Notes Keanu, "Woo Ping can teach us so many things and show us, but he does also want to see your style. He says -- I want to see Keanu's style - I say, I don't want to see my style, I want your style! I've been trying to incorporate some of the stunt guys' stuff, from Chen Hu and Dion, and incorporate it and create my own style. So that's what's great, Woo Ping doesn't just put it on you, it's very organic and collaborative."

Keanu continues, "He choreographs dramatically. All of the beats in the dojo scene between myself and Laurence Fishburne have been choreographed around dialogue and drama. It's fun; there's space in there for acting."

One of Woo Ping's top stuntmen, and a choreographer in his own right, Dion, is no less impressed by his boss' talents, and he explains further why Woo Ping's choreography has an almost an auteurism of its own, and why the choreography recapitulates character: "The reason that Woo Ping can tell the story and convince -- why this man wins over the other man, why the good guy wins over the bad guy - is that style wise, one overcomes the other. Every specific move Woo Ping designs always has a reason."
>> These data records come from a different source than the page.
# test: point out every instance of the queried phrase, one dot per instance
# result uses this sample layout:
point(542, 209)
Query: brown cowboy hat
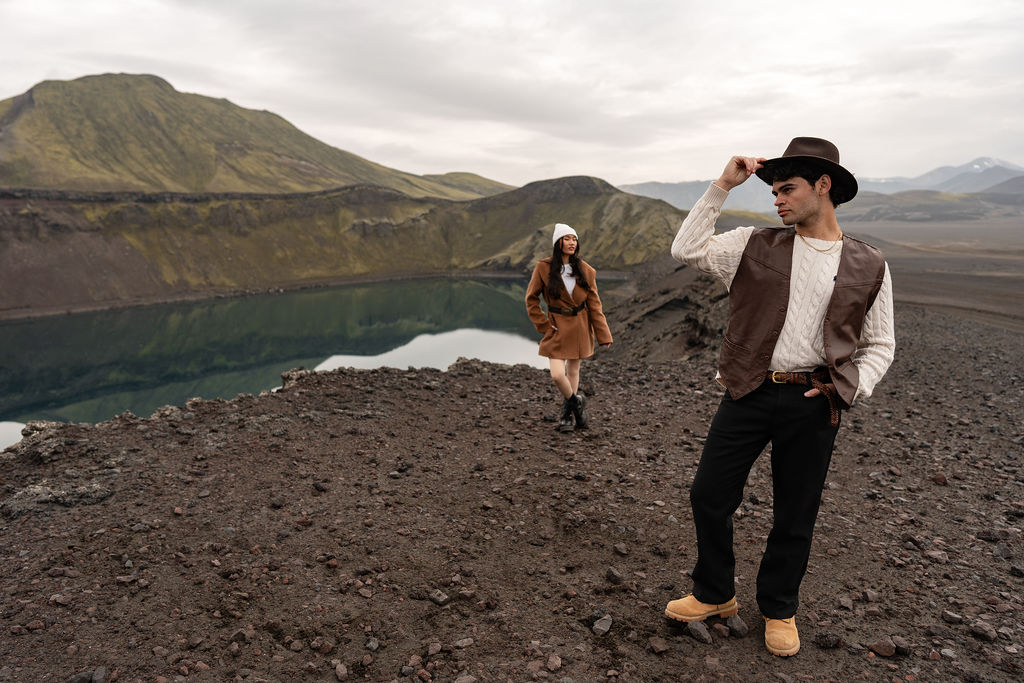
point(821, 154)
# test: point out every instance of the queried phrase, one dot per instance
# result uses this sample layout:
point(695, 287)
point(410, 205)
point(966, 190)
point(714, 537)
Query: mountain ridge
point(980, 175)
point(75, 251)
point(135, 132)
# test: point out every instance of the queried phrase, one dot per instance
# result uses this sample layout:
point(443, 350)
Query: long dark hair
point(555, 283)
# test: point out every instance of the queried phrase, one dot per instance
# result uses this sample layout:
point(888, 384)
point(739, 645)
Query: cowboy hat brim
point(803, 150)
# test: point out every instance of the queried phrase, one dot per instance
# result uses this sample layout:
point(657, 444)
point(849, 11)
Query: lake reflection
point(91, 367)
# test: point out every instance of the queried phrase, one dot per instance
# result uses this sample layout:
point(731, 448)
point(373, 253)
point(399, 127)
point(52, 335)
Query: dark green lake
point(91, 367)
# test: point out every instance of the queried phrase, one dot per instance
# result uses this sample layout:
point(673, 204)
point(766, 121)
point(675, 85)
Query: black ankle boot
point(576, 404)
point(565, 424)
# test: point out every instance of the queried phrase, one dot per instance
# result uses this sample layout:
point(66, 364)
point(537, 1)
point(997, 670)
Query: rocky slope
point(426, 525)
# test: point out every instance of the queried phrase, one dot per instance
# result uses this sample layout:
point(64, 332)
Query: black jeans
point(802, 440)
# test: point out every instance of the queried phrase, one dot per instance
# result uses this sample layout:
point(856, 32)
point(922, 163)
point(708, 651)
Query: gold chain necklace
point(822, 251)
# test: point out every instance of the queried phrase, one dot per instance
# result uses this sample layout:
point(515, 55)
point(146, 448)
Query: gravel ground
point(427, 525)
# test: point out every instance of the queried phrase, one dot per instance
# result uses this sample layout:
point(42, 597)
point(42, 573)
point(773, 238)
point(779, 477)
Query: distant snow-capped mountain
point(976, 176)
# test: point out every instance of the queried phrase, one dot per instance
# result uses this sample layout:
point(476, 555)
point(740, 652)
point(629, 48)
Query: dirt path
point(426, 525)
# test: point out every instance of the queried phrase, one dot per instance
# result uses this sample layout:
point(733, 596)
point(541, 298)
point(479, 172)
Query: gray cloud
point(523, 90)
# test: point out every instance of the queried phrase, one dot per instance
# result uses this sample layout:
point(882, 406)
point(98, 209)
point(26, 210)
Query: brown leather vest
point(759, 297)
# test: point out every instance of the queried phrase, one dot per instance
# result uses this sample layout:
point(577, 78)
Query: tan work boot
point(689, 608)
point(781, 637)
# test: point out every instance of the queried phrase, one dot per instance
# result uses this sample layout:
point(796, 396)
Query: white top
point(568, 279)
point(800, 345)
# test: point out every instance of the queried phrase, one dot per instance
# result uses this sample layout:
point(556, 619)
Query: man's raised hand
point(737, 170)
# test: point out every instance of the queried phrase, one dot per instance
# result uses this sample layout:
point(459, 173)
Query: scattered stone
point(883, 647)
point(827, 640)
point(983, 631)
point(657, 645)
point(699, 631)
point(737, 627)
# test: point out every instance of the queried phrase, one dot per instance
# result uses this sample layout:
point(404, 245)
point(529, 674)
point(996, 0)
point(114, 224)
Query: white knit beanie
point(561, 229)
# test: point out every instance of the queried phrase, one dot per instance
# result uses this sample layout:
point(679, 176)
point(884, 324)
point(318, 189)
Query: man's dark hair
point(785, 169)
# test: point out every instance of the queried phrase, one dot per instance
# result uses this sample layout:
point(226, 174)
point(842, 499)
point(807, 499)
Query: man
point(810, 332)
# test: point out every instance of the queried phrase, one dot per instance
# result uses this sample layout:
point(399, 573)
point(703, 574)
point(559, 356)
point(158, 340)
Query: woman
point(573, 319)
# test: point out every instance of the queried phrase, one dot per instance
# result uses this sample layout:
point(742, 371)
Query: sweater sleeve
point(696, 244)
point(878, 340)
point(534, 292)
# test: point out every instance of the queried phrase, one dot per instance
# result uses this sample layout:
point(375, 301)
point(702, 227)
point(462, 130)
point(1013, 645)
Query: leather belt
point(818, 379)
point(567, 311)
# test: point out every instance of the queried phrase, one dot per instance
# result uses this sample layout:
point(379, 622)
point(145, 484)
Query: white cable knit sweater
point(800, 346)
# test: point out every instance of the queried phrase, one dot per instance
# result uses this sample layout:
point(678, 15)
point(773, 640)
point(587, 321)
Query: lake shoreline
point(13, 315)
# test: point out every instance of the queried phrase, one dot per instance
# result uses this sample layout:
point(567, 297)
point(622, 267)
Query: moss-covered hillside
point(131, 132)
point(72, 251)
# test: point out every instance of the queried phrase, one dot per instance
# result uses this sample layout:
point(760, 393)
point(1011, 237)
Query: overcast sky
point(628, 91)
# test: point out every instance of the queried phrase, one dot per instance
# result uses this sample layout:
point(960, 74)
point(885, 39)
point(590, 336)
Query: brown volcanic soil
point(426, 525)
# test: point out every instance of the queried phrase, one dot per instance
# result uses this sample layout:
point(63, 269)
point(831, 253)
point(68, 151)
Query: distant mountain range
point(119, 132)
point(983, 175)
point(118, 189)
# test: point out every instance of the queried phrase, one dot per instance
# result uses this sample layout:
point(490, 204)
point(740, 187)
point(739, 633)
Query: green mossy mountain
point(131, 132)
point(72, 251)
point(118, 189)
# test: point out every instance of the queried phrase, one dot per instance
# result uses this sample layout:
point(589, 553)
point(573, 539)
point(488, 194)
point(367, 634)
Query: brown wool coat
point(574, 338)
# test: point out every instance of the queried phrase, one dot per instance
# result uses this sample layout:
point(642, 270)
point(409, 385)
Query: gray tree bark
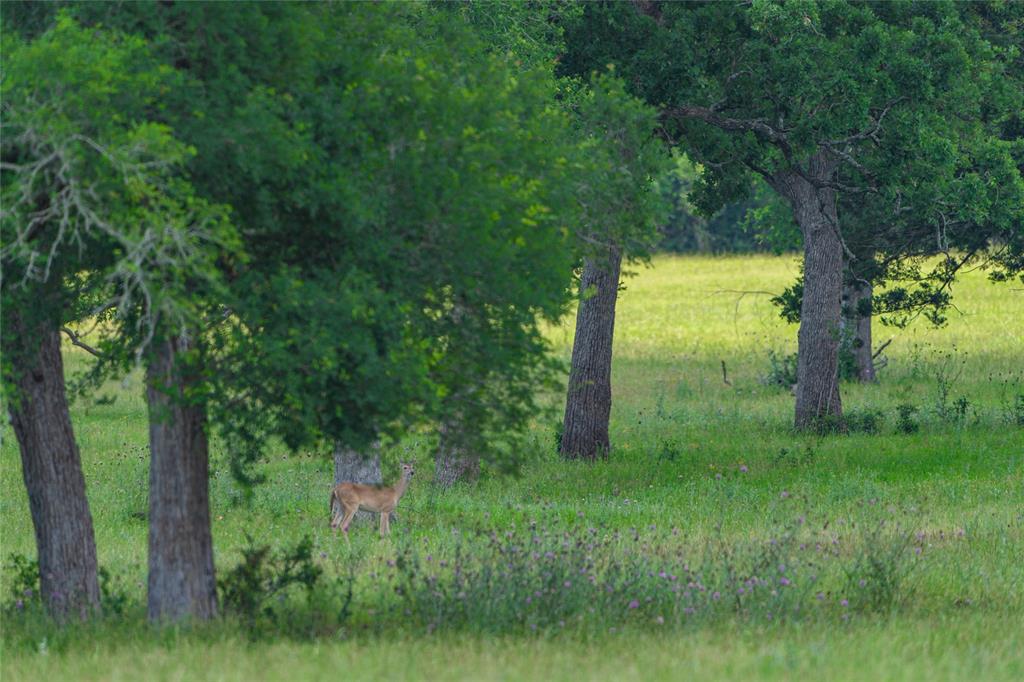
point(857, 296)
point(817, 365)
point(588, 403)
point(351, 465)
point(452, 462)
point(51, 468)
point(182, 583)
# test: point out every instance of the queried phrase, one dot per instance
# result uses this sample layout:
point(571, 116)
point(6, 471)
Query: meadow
point(892, 552)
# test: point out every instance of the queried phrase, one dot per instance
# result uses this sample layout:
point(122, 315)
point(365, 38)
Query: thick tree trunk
point(453, 463)
point(182, 583)
point(52, 472)
point(351, 465)
point(818, 400)
point(857, 300)
point(588, 403)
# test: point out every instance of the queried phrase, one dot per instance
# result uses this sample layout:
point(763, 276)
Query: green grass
point(676, 427)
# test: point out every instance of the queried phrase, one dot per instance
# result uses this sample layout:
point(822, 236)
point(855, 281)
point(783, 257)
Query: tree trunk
point(818, 400)
point(51, 468)
point(182, 583)
point(351, 465)
point(588, 403)
point(857, 299)
point(453, 462)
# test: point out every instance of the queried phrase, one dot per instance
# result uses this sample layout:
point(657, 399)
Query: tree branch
point(76, 341)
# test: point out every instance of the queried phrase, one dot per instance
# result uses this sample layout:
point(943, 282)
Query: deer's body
point(352, 497)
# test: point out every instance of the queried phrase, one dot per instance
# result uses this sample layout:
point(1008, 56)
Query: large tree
point(820, 99)
point(619, 206)
point(96, 218)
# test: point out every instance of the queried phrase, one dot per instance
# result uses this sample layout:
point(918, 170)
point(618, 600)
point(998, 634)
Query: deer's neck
point(400, 486)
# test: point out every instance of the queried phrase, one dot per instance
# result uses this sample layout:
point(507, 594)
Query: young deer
point(351, 497)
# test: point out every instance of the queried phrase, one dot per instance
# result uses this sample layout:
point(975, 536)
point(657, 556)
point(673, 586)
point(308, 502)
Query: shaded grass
point(680, 436)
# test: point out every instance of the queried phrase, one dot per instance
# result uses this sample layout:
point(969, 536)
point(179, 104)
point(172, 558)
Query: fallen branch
point(881, 348)
point(76, 341)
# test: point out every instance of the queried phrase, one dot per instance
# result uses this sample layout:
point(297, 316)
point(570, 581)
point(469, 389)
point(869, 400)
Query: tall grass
point(929, 525)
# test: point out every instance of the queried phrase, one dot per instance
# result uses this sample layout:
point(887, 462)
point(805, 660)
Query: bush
point(24, 583)
point(246, 589)
point(905, 423)
point(864, 421)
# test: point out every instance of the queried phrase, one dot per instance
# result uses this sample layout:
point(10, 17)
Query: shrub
point(864, 421)
point(905, 423)
point(24, 583)
point(246, 589)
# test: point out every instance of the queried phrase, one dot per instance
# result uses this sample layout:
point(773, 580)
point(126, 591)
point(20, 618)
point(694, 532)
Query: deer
point(352, 497)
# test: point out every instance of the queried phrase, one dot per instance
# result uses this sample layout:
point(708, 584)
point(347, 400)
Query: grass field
point(924, 580)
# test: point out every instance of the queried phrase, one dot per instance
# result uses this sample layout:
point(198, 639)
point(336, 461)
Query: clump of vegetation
point(781, 370)
point(905, 422)
point(877, 579)
point(24, 581)
point(263, 573)
point(792, 458)
point(1015, 412)
point(864, 421)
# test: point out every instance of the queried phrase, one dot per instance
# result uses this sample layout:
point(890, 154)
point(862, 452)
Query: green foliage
point(97, 212)
point(781, 370)
point(23, 577)
point(263, 573)
point(918, 103)
point(905, 422)
point(863, 421)
point(731, 229)
point(621, 159)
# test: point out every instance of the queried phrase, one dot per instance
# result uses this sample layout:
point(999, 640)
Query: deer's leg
point(336, 513)
point(349, 513)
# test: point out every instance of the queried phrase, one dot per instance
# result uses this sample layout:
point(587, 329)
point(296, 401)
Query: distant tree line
point(333, 223)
Some of the wildest moves in Matrix were created with wire work, a sophisticated skill that probably no one does better than Hong Kong filmmakers. Laurence explains, "Woo Ping's wire team guys have been doing this particular kind of wire work for the past 20 years in Hong Kong, so they're pretty much the best at it. Wire work requires you to be in really good physical condition, and a great deal of athletic skill and ability. Also, one has to be fairly well-coordinated, fairly agile, and you certainly have to be strong to maintain your balance and the difficult positions when you're suspending from one wire. It's very different from the Western technique which involves anywhere from two to six wires. And it looks great, it looks really great."

Perhaps the best testament to Yuen Woo Ping and his team is that both Laurence Fishburne and Keanu Reeves say that even when the film is done, they want to continue their study of martial arts. "I feel the best I've ever felt," says Laurence, "and I hope I can continue the martial arts training. When the film is over, I'd like to find some people to teach me some more. And stay in it, because obviously it promotes the health and longevity. That's no mystery. So the martial aspect, at least the health aspect of it for me, has been just the greatest blessing."

Keanu is equally enthusiastic, especially about the taiji he has studied during his recent training. "I love kungfu," he says. "The push and pull, the resistance. The soft and the hard. What I really dug was the Chen style Tiger (one of the stuntmen) was showing me. I saw an article in your magazine about it, and I'd love to pursue that. If there was any form of taijiquan I'd do, I'd love to do Chen style. I like the speed of it, and the way they hold that power, shaking from the earth all the way out."

Now it will be up to fate, and maybe a few Hollywood executives, to see what future will spin out of The Matrix. Perhaps Keanu can team up with Hollywood's newest darling and Hong Kong genius, the original Taiji Master, Jet Li. Or maybe an action-drama romance with Laurence and Michelle Yeoh. But one thing's for certain. With Yuen Woo Ping now leaving his calling card in Hollywood, the possibilities of things converging are all the greater.